If you don't feel like sex ....... you don't feel like sex. And everyone who's said that no one should be forced or coerced into having sex when they don't want to, is absolutely correct. I also understand that having young children can be exhausting and that it may take a long time to feel ready to resume sexual relations. But to say that any affectionate physical contact makes your skin crawl IS worrying.
We don't know anything about the blogger's partner. He may have a mature, understanding attitude, or he may not. He may have a high(er) sex drive (which isn't his fault), he may miss the affection and physical contact that they may have had earlier in their relationship, or both. He may be trying to be understanding, but just as her current feeling is that she has no interest in sex, his may be that he'll explode if he doesn't get some affection or sexual release some time soon.
This feels like a potentially huge problem, which is neither partner's fault, but that could end up being a relationship killer. What if the OP doesn't get her mojo back? This happens to some people, both women and men, who've lost interest in sex for whatever reason. We've seen many posts in here, complaining that one partner or the other has lost their libido, and for the one who hasn't, it can be hard to understand why something that used to give so much pleasure has been lost, sometimes when couples start a family, but sometimes with no obvious reason.
I heard a radio programme a few weeks ago, about 'the pink pill,' the equivalent of viagra for women who may be suffering from Hypoactive Sexual Desire Disorder (HSDD). Depending on what you read, there is disagreement in medicine as to whether this condition actually exists, or whether it exists as a phenomenon, but isn't an illness as such, or how to treat it.
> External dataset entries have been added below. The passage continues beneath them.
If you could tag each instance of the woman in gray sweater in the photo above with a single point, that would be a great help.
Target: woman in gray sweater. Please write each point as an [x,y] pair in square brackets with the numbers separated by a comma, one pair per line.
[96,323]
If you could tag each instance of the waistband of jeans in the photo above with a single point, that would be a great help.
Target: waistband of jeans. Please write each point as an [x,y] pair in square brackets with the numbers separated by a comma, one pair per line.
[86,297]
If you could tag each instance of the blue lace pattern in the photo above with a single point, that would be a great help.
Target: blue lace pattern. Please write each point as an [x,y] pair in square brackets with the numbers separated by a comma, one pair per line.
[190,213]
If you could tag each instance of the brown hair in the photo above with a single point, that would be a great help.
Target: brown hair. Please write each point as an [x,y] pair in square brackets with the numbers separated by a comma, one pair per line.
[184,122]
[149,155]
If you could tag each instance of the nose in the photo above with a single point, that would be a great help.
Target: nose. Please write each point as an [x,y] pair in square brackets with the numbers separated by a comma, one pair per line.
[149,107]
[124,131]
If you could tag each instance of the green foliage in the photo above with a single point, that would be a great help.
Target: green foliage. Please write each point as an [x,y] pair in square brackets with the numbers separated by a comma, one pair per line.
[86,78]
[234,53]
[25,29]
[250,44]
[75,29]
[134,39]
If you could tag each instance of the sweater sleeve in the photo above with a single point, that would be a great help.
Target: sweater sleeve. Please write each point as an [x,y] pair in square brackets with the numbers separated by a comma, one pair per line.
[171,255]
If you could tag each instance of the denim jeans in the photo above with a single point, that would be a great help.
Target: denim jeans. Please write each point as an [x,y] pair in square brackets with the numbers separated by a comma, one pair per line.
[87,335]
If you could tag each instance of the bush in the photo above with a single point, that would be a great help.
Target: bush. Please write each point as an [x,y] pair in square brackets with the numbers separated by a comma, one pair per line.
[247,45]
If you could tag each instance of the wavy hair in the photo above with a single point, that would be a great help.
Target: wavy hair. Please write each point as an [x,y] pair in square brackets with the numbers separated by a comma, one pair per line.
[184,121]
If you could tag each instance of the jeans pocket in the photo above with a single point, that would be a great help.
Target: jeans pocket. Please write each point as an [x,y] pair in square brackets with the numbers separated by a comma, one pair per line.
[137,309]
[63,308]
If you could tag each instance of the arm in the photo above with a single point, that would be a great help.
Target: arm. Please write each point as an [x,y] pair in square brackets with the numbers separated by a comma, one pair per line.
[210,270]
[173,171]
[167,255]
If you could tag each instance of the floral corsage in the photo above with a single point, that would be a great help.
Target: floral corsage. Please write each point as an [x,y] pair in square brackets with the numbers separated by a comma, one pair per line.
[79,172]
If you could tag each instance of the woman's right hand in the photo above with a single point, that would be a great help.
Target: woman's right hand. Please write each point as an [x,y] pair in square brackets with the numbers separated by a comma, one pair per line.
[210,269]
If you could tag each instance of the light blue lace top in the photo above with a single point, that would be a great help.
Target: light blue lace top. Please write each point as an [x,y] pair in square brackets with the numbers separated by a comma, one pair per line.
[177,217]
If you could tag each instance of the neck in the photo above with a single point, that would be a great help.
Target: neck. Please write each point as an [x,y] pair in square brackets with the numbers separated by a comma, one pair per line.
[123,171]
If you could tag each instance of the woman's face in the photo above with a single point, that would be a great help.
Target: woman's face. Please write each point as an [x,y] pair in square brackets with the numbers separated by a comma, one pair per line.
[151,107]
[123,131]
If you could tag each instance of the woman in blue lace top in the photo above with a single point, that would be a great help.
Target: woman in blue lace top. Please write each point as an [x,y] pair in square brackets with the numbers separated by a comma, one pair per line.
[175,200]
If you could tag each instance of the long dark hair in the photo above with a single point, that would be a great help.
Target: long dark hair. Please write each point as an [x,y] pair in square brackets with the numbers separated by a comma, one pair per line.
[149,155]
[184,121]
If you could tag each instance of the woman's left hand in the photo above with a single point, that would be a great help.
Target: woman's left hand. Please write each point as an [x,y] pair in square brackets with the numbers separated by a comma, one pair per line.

The company trying to get the 'pink pill' lisenced claim that it can help reactivate a woman's libido, but tests so far seem to show that it's not successful in many cases and can have undesired side effects.
It would be great if our relationships always met our personal needs, if we could maintain them at a point when both partners were happy with every aspect, but reality screws with that. If it didn't, we'd all be getting as much or little sex as we'd like, we'd be happy with our partners all the time and there would be no divorce or break-ups, but unfortunately, life's not like that. To get back to the original blog, I'd love to know who her relationship works out over time.